Many people claim that Facebook is past its prime and isn’t useful anymore.  I have found the opposite to be true.  There is a large community of writers who regularly post on Facebook and are eager to engage.  In my experience, writers in these groups are very generous and will respond to a posted question or requests for information. There are also Facebook community groups.  The following are some of the writing-related ones that I follow:

  • PineRidge Arts Council
  • TWUC – Ontario Region
  • Canadian Author’s Association – Niagara Branch
  • Canada Writes
  • Anthologies Seeking Submissions
  • Short Story Writers
  • Durham Women’s Network
  • How Writers Write Fiction – Community Group
  • Canadian Creative Writers
  • FOR AUTHORS! Calls for Submissions
  • Call for Submissions
  • Canadian Writers 


If you are on Instagram, you will find a different writing audience than on Facebook, with only a small overlap.  The community of writers, publishers and literary agents on Instagram is huge.  There are hashtags that you can use to connect with circles of writers. Once you have connected with them, it’s easy to establish a dialogue. 








The Writer’s Union of Canada has many resources available on their website, including information about programmes, contests and professional development.  It is one of my “go to” places when I’m trying to problem-solve something serious.  Their magazine is fantastic and filled with rich, relevant articles.    www.writersunion.ca


The largest dictionary and thesaurus you can find are both essential.  I also use the online ones that come with my laptop but it’s still important to have these two books close to hand.

A baby name book.  I find this essential for naming characters.  Find one that gives you the history and meaning of the name, and the country where it is most commonly used.  If you have that information, you can then do a quick computer search and pinpoint the time period/s when the name in question was popular.   

A book of quotations.  I like randomly flipping through a book of quotations to prompt my memory.  Quotation searches are also available online but I find having the book to leaf through really useful.

A blank journal.  These are always useful for scribbling down story ideas, character names, location names, and random thoughts related to new writing projects.  You may prefer to log such things onto your computer, or scribble them on pieces of paper but I prefer the tactile feel of a hard cover journal.  (Many writers also utilize journals for their daily writing practice.)

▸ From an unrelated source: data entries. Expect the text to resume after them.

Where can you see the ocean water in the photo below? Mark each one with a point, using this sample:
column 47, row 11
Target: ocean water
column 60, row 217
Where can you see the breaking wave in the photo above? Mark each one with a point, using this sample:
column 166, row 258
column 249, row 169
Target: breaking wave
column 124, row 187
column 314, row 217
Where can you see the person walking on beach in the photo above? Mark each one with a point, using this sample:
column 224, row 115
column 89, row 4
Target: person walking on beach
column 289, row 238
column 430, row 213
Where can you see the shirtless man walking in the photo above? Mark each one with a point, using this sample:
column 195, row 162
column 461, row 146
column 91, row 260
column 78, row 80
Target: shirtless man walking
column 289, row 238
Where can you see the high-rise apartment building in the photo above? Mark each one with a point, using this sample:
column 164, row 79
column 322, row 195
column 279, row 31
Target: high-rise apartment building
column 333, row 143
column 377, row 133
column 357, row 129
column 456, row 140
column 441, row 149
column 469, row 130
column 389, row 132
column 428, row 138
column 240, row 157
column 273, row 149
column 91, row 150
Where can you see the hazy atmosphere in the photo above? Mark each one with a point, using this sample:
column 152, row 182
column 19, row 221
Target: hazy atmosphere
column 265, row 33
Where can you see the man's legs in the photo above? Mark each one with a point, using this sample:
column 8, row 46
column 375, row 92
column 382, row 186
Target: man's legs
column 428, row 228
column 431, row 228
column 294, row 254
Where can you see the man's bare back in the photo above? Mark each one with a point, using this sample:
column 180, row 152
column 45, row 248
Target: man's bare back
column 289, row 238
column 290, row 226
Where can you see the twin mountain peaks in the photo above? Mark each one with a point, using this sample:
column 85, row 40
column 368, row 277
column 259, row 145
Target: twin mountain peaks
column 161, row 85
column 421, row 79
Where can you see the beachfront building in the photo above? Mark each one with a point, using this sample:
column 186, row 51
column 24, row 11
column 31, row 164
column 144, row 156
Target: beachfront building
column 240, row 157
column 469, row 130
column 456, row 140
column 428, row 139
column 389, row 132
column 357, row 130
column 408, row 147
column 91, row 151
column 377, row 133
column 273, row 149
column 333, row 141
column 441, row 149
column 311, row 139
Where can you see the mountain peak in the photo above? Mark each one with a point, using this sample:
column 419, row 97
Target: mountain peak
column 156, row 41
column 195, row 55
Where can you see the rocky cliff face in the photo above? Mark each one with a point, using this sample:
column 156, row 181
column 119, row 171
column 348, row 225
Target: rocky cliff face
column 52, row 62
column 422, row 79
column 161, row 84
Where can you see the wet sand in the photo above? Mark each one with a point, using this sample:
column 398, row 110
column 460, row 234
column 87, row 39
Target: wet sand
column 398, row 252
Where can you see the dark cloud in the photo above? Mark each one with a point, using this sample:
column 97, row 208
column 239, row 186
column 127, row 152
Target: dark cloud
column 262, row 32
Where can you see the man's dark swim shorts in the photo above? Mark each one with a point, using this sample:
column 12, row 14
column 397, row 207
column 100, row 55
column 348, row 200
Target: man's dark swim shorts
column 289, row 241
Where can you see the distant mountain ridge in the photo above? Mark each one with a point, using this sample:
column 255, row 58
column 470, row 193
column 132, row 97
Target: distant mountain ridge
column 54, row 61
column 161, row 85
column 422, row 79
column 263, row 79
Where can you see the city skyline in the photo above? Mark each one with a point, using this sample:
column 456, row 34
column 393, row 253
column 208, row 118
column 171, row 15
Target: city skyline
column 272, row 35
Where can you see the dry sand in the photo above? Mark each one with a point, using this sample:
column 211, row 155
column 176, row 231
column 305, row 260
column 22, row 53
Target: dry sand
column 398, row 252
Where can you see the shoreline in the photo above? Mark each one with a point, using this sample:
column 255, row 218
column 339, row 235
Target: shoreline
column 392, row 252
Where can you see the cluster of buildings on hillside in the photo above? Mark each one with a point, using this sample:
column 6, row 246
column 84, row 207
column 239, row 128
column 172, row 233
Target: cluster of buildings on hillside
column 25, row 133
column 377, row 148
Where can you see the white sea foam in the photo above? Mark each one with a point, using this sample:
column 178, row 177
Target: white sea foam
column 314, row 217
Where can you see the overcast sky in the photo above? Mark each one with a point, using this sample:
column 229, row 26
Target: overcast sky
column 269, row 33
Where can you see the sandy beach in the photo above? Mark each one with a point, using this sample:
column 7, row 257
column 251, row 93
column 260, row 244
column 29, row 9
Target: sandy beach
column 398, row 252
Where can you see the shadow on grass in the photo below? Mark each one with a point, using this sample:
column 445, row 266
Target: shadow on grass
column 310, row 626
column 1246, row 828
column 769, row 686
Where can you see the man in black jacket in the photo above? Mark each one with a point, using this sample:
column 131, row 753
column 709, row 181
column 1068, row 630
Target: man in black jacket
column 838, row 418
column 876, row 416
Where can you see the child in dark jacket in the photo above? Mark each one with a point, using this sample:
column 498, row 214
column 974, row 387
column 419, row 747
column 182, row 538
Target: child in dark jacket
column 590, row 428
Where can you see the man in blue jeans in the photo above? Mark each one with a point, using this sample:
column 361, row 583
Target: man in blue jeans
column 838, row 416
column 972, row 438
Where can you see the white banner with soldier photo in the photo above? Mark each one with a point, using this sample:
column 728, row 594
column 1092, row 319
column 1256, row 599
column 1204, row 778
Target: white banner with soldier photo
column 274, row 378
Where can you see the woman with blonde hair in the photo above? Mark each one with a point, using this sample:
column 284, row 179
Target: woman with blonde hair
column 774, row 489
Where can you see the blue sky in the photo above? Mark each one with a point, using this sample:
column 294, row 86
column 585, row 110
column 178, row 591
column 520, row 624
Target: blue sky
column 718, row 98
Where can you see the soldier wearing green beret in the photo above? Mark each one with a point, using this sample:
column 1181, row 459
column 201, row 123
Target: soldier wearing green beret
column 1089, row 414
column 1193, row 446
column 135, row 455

A grammar textbook.  I have several old ones that I dip into when I’m having trouble deciding if I should use a dash or a semi-colon, etcetera.  It’s comforting to flip through the old exercises and remember the lessons learned and practiced.  

A book (or books) on writing that really resonated with you.  I have read many over the years but my absolute favorite is a book by Stephen King simply titled, On Writing.  I re-read sections of it every now and then when I feel like I need some writing inspiration.  Every time I pick up the book, something new strikes me as particularly useful.  I recommend gathering such resources around you to rely on when you are feeling in need of encouragement.  

Inspiring or Comforting Objects

I reference a lot of artifacts in my writing.  Sentimental photos, antiques, ephemera — any object that brings you a memory or strong emotion.  Such things help to evoke stories.  Surround yourself with those things that will speak to you when you are writing, and give you inspiration or comfort.  I say “comfort” because the writing process can sometimes be emotional, fraught with loneliness and frustration. A comforting object may help to keep you focused and on track. 

Writing Blogs

There are many free, online blogs for writers, and I find these helpful and thought-provoking.  Here are a couple of general ones I subscribe to and recommend:

  • Writer’s Digest Magazine
  • Daily Writing Tips 

These ones are delivered to my email directly, which I enjoy.  Do a computer search to find one or two that you really like.  

I hope you find some of my suggestions useful to you on your own writing journey.